Here we explain symptomes, diagnosis and course of the disease.
What is a Lipedema?
Lipedema is lipodystrophy accompanied by edema and pain. It develops as a result of a symmetrical increase in subcutaneous fatty tissue of predominantly the lower, in 30% of cases also of the upper extremities. In the case of this disease the adipose cells are enlarged and increase in numbers. The disease usually begins after puberty or pregnancy. Lipedema is a progressing disease that spreads in time and occurs almost exclusively in women. It is therefore assumed that, besides heredity, also hormonal causes are responsible for lipedema. Mostly only the legs, in some cases arms and legs and more rarely only the arms are affected.

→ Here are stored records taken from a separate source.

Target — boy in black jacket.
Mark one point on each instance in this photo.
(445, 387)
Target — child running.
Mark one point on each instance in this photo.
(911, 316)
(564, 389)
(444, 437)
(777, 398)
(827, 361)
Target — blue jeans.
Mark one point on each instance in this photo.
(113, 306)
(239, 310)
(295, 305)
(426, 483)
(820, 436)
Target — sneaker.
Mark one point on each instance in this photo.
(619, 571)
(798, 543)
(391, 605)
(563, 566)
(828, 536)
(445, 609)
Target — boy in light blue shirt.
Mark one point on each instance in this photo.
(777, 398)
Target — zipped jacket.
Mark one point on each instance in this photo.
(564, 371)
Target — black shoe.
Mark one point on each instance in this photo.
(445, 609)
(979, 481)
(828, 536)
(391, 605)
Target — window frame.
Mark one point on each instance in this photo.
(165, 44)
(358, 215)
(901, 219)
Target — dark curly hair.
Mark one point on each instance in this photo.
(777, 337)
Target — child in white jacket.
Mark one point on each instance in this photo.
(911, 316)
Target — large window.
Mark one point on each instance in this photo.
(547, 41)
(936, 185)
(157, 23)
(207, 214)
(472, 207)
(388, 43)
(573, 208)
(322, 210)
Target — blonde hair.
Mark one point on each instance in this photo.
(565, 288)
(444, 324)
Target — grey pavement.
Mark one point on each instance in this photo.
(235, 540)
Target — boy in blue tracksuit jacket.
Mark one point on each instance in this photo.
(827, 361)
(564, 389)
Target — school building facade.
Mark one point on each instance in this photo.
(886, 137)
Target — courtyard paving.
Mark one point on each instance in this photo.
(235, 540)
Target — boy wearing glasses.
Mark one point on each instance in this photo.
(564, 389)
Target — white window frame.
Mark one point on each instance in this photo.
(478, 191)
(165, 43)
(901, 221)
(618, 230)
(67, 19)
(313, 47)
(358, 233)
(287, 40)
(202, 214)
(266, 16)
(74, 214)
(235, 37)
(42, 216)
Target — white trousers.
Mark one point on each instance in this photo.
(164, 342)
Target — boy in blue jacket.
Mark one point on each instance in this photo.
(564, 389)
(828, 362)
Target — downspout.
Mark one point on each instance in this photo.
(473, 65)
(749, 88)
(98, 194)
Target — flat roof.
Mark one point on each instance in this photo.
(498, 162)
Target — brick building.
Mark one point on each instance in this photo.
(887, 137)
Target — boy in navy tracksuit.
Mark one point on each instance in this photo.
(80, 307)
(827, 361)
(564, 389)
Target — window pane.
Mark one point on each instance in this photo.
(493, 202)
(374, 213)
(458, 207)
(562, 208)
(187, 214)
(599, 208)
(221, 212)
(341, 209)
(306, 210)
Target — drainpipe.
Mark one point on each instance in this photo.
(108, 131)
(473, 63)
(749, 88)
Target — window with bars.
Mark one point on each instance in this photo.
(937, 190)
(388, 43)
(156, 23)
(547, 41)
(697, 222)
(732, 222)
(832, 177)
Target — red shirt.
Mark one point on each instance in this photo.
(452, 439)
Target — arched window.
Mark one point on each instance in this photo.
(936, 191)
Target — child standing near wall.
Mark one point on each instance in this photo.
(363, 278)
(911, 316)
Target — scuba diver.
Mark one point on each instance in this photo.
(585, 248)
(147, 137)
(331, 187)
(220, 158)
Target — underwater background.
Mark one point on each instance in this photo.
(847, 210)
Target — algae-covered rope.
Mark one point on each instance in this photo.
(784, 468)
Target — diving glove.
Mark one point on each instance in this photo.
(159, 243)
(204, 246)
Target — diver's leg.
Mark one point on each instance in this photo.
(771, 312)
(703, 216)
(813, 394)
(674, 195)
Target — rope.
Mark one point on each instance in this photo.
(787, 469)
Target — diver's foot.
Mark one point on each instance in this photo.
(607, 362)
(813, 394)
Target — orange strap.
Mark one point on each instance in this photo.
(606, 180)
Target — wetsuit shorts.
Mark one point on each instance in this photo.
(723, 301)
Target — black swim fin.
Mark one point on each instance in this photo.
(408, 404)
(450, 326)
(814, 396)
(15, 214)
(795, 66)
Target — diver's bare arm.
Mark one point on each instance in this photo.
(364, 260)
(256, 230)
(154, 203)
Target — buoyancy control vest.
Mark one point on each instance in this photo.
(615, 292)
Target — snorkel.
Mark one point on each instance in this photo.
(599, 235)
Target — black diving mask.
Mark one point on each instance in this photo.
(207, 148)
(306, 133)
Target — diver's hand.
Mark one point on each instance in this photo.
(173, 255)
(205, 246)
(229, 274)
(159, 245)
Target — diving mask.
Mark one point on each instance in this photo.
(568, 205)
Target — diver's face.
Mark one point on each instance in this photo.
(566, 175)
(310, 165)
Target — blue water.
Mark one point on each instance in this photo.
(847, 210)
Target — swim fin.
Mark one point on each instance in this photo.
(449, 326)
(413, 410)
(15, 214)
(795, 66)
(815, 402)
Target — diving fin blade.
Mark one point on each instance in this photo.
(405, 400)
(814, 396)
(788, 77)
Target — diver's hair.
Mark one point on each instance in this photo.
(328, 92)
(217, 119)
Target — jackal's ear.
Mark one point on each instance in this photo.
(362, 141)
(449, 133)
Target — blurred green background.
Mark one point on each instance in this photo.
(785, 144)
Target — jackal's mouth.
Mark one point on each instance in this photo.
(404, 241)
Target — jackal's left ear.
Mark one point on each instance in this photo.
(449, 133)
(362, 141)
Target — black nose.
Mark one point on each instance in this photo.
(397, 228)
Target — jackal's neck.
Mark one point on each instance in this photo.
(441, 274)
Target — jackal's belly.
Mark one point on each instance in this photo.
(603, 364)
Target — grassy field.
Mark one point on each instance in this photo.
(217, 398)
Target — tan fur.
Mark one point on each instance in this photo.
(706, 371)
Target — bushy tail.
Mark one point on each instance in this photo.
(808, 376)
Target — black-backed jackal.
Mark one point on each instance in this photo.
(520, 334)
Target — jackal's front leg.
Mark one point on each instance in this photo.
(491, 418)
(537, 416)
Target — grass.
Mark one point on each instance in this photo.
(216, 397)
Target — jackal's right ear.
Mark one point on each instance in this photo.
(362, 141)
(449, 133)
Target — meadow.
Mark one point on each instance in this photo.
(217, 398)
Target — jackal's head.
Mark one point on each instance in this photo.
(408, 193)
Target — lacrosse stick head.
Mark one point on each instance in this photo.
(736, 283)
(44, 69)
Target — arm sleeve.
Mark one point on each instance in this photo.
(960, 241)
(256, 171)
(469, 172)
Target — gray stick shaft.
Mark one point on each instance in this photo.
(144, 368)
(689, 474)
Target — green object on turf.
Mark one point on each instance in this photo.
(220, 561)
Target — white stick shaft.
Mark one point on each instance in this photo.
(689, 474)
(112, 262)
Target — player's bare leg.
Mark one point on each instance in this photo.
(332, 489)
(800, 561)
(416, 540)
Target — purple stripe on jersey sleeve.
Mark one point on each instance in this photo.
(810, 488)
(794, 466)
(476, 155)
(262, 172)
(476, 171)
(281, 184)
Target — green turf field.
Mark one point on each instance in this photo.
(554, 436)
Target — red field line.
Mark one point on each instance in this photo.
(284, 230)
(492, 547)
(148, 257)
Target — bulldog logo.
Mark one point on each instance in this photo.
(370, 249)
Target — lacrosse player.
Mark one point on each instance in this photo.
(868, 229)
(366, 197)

Apart from the increase in subcutaneous fatty tissue there exists a disturbed porousness of the capillaries and consequently an increasing fluid volume reaches interstitial tissue from the vascular system. The disturbance is also the reason for an increased tendency on the part of the patient to develop bruises (haematoma). Due to the increased fluid supply the lymphatic vessel system, which functions normal at first, reacts by an increase in lymph transport. Due to the permanent strain on the vessels, the vessel walls change and thus reduce transport activity. When the resulting lymph cannot be transported, edema is the result.
Lipedema can greatly restrict the quality of life of afflicted persons. On the one hand, this is the result of their abnormal appearance due to the increase in girth and the disproportion between upper and lower body. On the other hand, patients suffer after standing or sitting for long periods of time as well as in the evenings from a feeling of tension and the affected areas are sensitive to touch and pressure. Lipedema develops as a symmetrical, saddle-bag type, spongy swelling from the iliac crest to the ankle. It is a characteristic of lipedema that it stops at the ankle or wrist. Feet and toes and hands and fingers are as a rule free of swelling or edema. The foot is in the case of edema not affected. Bulging on the inside of the thigh can disturb a person’s gait and because of chafing lead to tissue traumatisation.
A detailed medical history is essential for a diagnosis. The patient’s case history is examined more closely. Lipedema can be inherited so that symptoms typical of lipedema can also have occurred in other family members. On the one hand, characteristic is the time it occurred, on the other hand, the afflicted persons usually already show the mentioned disproportions between upper and lower body. The physician then closely inspects and palpates the affected body parts. Moreover, further imaging techniques, such as sonography (ultrasound) can be used.
Lipedema is often not even recognized or misdiagnosed as adiposity (obesity). In contrast to adiposity, which involves a generalised increase in fatty tissue of the whole body, diet or increased movement do not promise any success in the case of lipedema. If lipedema remains untreated, a mixture of lipedema and lymphedema (lipo-lymphedema) can develop. In case of lymphedema the back of the foot and toes also show swelling indicating the additional occurrence of lymphedema.
The Three Stages of Lipedema
Is the disease not treated, lipedema as a rule worsens and can also take on extreme dimensions. The disease develops in three stages:
The skin´s surface is smooth, subcutaneous tissue layer thickens and the fat structure is finely nodular.
During the second stage the skin’s surface becomes uneven and the fat structure becomes more nodular.
During the third stage tissue becomes also rougher and harder. Bulges develop with large deformed flaps of fat.